After passing thorough an ID check point and landing a parking space in the vast lot, we head to the hospital entrance of the Brooke Army Medical Center. There are uniformed men and women everywhere, and just before I enter the building, I see a sign that amuses me for some reason: This is a no hat, no salute zone. I see the practicality of that. If all the uniformed people were constantly saluting, nothing would ever get done. It just strikes me as odd that such a sign exists. Eventually we are escorted to our son’s section, where we are given paper gowns and latex gloves to put on. Everything is kept as sterile as possible in this area. I can see him in the next room, stretched out on a narrow bed, still attached to IVs and other wires for monitoring, but without the ventilator or the tube down his windpipe.
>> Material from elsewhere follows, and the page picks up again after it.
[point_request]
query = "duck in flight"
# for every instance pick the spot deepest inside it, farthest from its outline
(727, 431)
Jacob is just starting to come out of the effects of the sedation, and as he sees us, he begins to cry quietly. His tears create strange mustard yellow trails down his cheeks, the bright artificial-looking yellow of cheap mustard, not the pricey stuff. The color is from the solution that was put into his eyes the night before after his contacts were removed and eyes checked. He whispers hoarsely – gas leak, dogs, and house gone? I try to comfort him, telling him we know the cause of the fire, that the dogs are safe, and the house is not gone. He doesn’t believe me. Tell me the worst – did the house burn down? No, sweetie, just the inside. From the outside, it looks completely normal. He seems skeptical, but it hurts to talk further. The worst physical after-effect of this ordeal will be the pain from having a tube down his throat. It will take two weeks before the pain goes completely away.
A nurse calls me out to complete pages and pages of forms. My ex comes out and says the boy is asking for me. Jacob is starting to become more alert and tells his dad with a bit of a smirk that having a catheter removed is NO FUN. We take this observation as a good sign that Jacob is coming back to himself, but he’ll have to remain there overnight for observation. The nurse comes in for some final questions that he must answer for himself. “Do you ever get depressed?” Sometimes. “Do you ever think about harming yourself?” He shakes his head ‘no’ and I breathe a sigh of relief because that is my biggest fear when he is feeling particularly depressed. They tell him if he can walk, he can go to a regular room with a TV. It takes two sturdy staff members to help him get to the room. My tall, thin son looks like a young sapling swaying in the wind. “He’s a tall drink of water,” one of the men says. Jacob settles into his new room and then the true sign of consciousness – Was my cell phone saved? Yes, I have it in my purse. Can I have it now? I give it to him and he almost caresses it before placing it on the nightstand. He’s sleepy, so we leave him to rest. Tomorrow, if all goes well, we’ll pick him up to take home. Then I remember I have no home.